Abramovich, a metals mogul and Putin ally whose net worth is estimated at more than $13 billion, said he plans to hand over the management of Chelsea to the team’s charitable foundation to keep it out of harm’s way. scope of penalties.

Abramovich is one of many wealthy Russians with strong ties to the UK. Only a handful have been sanctioned by UK authorities so far, even as the UK has joined the US and European countries in cutting Russian banks and closing the skies to planes from the country.

Putin’s critics say Western countries have long turned a blind eye to ill-gotten Russian money. The UK, in particular, welcomed wealthy Russians as they bought luxury properties and British businesses, sent their children to expensive private schools and hired fleets of London lawyers and public relations experts. to keep their reputation clean.

Anti-corruption group Transparency International says Russians linked to the Kremlin or accused of corruption own 1.5 billion pounds ($2 billion) in assets in London.

The attack on Ukraine caused a change overnight. Johnson said the UK would “rip apart the facade behind which those who support Putin’s campaign to destroy have hidden for so long”.

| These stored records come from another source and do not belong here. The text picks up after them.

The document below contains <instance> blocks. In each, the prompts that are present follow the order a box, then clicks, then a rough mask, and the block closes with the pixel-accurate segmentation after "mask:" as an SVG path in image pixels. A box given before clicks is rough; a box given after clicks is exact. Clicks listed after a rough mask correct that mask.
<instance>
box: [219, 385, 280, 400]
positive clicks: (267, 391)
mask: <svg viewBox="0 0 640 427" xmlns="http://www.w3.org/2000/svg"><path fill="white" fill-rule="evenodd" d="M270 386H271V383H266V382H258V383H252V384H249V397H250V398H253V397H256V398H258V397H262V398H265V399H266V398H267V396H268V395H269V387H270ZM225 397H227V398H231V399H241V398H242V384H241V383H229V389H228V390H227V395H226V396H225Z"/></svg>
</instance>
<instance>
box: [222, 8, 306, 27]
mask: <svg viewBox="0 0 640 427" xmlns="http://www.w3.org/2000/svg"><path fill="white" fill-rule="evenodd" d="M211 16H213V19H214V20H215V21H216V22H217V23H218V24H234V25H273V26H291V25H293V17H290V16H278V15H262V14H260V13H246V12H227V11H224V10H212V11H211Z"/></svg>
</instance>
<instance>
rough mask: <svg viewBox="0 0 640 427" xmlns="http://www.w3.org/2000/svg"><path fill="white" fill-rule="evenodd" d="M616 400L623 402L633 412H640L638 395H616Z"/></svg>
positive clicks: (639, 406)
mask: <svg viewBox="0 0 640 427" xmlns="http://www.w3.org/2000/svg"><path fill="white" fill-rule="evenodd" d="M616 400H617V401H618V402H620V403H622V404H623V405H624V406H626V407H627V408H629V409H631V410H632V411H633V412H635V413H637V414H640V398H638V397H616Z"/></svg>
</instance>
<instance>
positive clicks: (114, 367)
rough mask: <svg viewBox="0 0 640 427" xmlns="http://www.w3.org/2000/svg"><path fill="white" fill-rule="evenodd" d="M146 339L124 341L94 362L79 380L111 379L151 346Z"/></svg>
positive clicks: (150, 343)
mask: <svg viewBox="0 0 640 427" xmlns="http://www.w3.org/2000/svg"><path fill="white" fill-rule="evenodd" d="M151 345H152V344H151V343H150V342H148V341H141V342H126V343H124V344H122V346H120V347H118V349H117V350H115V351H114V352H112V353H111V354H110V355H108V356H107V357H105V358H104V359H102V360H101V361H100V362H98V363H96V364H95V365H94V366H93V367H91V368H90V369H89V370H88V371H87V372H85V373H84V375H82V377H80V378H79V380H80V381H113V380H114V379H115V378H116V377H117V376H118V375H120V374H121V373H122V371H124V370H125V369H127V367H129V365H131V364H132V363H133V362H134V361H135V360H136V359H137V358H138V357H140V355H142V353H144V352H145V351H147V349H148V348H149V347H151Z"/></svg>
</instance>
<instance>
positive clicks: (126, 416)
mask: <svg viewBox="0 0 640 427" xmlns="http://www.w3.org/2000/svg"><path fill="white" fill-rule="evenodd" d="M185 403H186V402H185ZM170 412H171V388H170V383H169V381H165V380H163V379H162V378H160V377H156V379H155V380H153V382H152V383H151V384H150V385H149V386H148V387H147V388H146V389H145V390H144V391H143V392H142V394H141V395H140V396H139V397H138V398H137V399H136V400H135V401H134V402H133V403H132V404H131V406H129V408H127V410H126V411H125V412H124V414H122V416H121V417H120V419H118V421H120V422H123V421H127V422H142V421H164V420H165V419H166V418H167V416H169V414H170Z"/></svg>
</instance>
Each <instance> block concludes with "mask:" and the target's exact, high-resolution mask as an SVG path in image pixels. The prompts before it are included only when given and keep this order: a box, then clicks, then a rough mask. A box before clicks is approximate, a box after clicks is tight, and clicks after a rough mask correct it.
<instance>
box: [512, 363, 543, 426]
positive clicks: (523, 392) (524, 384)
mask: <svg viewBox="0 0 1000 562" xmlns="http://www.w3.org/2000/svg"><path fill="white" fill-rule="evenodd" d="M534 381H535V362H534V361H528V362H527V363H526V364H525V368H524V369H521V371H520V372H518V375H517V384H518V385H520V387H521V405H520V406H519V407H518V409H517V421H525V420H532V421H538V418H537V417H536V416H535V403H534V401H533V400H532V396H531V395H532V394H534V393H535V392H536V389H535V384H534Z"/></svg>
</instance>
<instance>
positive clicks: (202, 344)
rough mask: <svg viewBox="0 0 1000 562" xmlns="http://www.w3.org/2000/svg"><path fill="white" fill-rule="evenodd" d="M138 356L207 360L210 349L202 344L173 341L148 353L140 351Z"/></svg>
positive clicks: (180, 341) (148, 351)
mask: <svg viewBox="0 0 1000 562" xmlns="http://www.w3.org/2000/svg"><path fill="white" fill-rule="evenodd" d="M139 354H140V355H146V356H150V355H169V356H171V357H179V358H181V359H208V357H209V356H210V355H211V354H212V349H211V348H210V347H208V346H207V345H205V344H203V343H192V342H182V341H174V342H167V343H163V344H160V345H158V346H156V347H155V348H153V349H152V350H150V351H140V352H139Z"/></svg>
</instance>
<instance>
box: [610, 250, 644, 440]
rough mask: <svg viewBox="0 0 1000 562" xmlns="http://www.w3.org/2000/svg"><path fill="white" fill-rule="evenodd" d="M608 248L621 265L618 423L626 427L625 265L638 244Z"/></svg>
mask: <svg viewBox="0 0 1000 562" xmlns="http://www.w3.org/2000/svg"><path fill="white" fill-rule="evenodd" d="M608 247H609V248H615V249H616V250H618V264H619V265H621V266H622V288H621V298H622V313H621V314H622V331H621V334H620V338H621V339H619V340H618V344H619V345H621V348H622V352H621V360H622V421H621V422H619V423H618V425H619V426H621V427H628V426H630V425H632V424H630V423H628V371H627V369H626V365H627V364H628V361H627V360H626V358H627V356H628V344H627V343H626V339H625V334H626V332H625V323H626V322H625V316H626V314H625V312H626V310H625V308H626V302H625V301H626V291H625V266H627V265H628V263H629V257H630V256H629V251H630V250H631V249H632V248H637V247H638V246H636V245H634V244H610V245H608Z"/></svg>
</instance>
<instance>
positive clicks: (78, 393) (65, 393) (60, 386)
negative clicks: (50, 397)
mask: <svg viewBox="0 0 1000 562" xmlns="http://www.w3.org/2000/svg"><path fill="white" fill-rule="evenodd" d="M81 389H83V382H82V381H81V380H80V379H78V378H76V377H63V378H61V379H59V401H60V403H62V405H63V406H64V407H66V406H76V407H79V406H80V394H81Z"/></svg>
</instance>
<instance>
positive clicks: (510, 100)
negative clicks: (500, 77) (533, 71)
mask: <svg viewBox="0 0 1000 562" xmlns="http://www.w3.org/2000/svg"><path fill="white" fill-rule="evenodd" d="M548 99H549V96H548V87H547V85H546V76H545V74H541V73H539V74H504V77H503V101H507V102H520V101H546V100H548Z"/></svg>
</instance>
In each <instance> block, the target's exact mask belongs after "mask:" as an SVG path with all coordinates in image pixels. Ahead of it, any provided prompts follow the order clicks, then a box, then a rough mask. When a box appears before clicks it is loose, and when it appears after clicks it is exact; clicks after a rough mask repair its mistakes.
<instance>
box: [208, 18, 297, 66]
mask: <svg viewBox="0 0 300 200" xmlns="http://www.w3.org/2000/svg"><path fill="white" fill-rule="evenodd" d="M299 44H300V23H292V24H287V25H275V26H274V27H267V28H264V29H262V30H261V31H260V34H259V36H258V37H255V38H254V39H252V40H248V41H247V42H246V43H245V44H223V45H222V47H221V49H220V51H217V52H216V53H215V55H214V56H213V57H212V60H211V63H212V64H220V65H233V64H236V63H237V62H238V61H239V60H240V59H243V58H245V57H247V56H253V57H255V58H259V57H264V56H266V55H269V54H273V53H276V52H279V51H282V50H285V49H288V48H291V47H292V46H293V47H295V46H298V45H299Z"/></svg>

Even Switzerland, a neutral and discreet financial haven, has joined the EU in imposing sanctions.

UK-based American financier and anti-corruption campaigner Bill Browder, who has campaigned for sanctions against Russia for years, says Western governments have finally woken up. But he said Putin would only be deterred if the West went after his personal fortune – much of it elusive and believed to be held by key allies.

“The key is that there has to be a cost to him. And if there’s no cost to him and him personally, he will continue,” Browder said.

Anyone who knows the cost of Putin’s crossing doubted that many others would be willing to pay the price for strong opposition to the Russian leader – or that Putin would listen.

“I think many Russian oligarchs, including Roman Abramovich, are now trying to be nice to both sides,” said Mikhail Khodorkovsky, a former oil baron who spent a decade in prison in Russia after falling out with Putin.

“Putin will only conduct serious negotiations when he understands that he is stuck in Ukraine,” he told the BBC. “In reality, Putin will only be inclined to negotiate if Ukraine’s defense forces and his company compel him to do so.”